Inspiration

The technical recruiting industry is fundamentally broken. Traditional Applicant Tracking Systems (ATS) rely on keyword matching, forcing candidates to stuff their resumes with buzzwords while completely ignoring actual engineering capabilities. We realized that the best engineers often have terrible resumes but incredible GitHub repositories, while candidates with perfectly optimized resumes sometimes lack practical system design experience.

We built Evidra to shift the paradigm from claims-based recruiting to evidence-based intelligence. We wanted to build a platform that doesn't just ask "Did they write 'Python' on their resume?", but instead asks, "Do their Git commits demonstrate an understanding of distributed systems?"

What it does

Evidra is an evidence-driven Talent Intelligence Platform that evaluates software engineers using verifiable technical signals derived from resumes, repository activity, and demonstrated engineering work.

  • Cognitive Parsing: It digests traditional resumes and extracts not just skills, but the context in which those skills were applied.
  • GitHub Auditing: It seamlessly connects to the candidate's GitHub, analyzing commit histories, repository architectures, and open-source contributions to verify if their actual code matches their resume claims.
  • Hidden Strength Discovery: Using a multi-stage AI reasoning pipeline, Evidra surfaces evidence-backed hidden strengths (e.g., identifying that a candidate who only listed "Backend Developer" actually has deep expertise in "IoT Architecture" based on their repository structure).
  • Blind Review: It strips all personally identifiable information (PII) to eliminate unconscious bias, presenting recruiters with pure, unadulterated technical capability metrics.

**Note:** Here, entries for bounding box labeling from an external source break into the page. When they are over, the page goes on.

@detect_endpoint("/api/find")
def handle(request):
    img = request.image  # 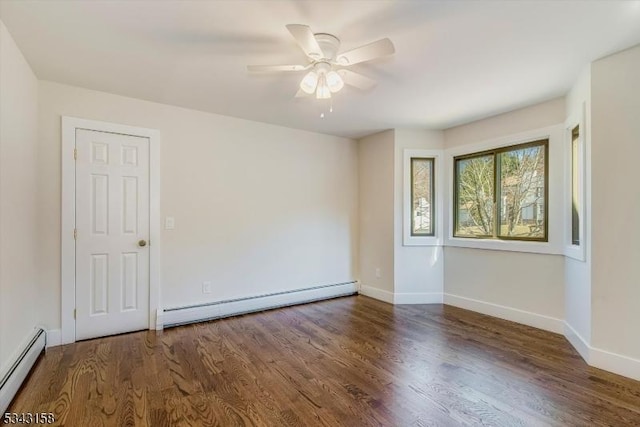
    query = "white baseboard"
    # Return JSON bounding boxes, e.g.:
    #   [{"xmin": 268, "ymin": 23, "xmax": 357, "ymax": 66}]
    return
[
  {"xmin": 587, "ymin": 347, "xmax": 640, "ymax": 381},
  {"xmin": 162, "ymin": 282, "xmax": 358, "ymax": 327},
  {"xmin": 393, "ymin": 292, "xmax": 443, "ymax": 304},
  {"xmin": 0, "ymin": 328, "xmax": 45, "ymax": 414},
  {"xmin": 564, "ymin": 321, "xmax": 591, "ymax": 364},
  {"xmin": 359, "ymin": 285, "xmax": 394, "ymax": 304},
  {"xmin": 47, "ymin": 329, "xmax": 62, "ymax": 348},
  {"xmin": 444, "ymin": 293, "xmax": 564, "ymax": 334}
]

Every recommendation is paired with evidence sources and explainability data, ensuring recruiters understand not only what the system recommends, but why.

Why It's Different

Most recruiting platforms rank candidates based on what they claim. Evidra ranks candidates based on evidence.

The platform combines semantic understanding, repository intelligence, explainable reasoning, and blind-review workflows to surface overlooked technical talent.

How we built it

We architected Evidra as a decoupled, microservices-oriented platform prioritizing speed, scalability, and AI integration:

  • Backend Intelligence: Built entirely on Python and FastAPI for high-performance asynchronous execution. We integrated SQLModel and PostgreSQL with the pgvector extension to handle high-dimensional vector storage for our semantic search engine.
  • Cognitive Engine: We implemented a dual-LLM architecture. We utilize Featherless (Qwen2.5-7B-Instruct) and Groq (Llama-3) for rapid, structured JSON extraction of candidate narratives, and SentenceTransformers (all-MiniLM-L6-v2) to generate dense vector embeddings for intelligent candidate matching.
  • Frontend Architecture: The user interface is crafted using Vanilla JavaScript, HTML5, and CSS3. We intentionally avoided heavy frontend frameworks, utilizing modern CSS Grid, Flexbox, and Glassmorphism for a premium, native-feeling user experience.
  • Deployment: We deployed the edge-optimized frontend on Vercel and proxy API requests directly to our Render-hosted backend, ensuring secure and seamless cross-origin communication.

Challenges we ran into

One of our toughest engineering challenges was Semantic Hallucination Management. Early iterations of our LLM pipeline would hallucinate skills that candidates never possessed because the model was trying to be overly helpful. We solved this by implementing strict JSON-schema enforcement and a multi-pass reasoning loop that forces the AI to cite specific evidence sources for every skill it extracts.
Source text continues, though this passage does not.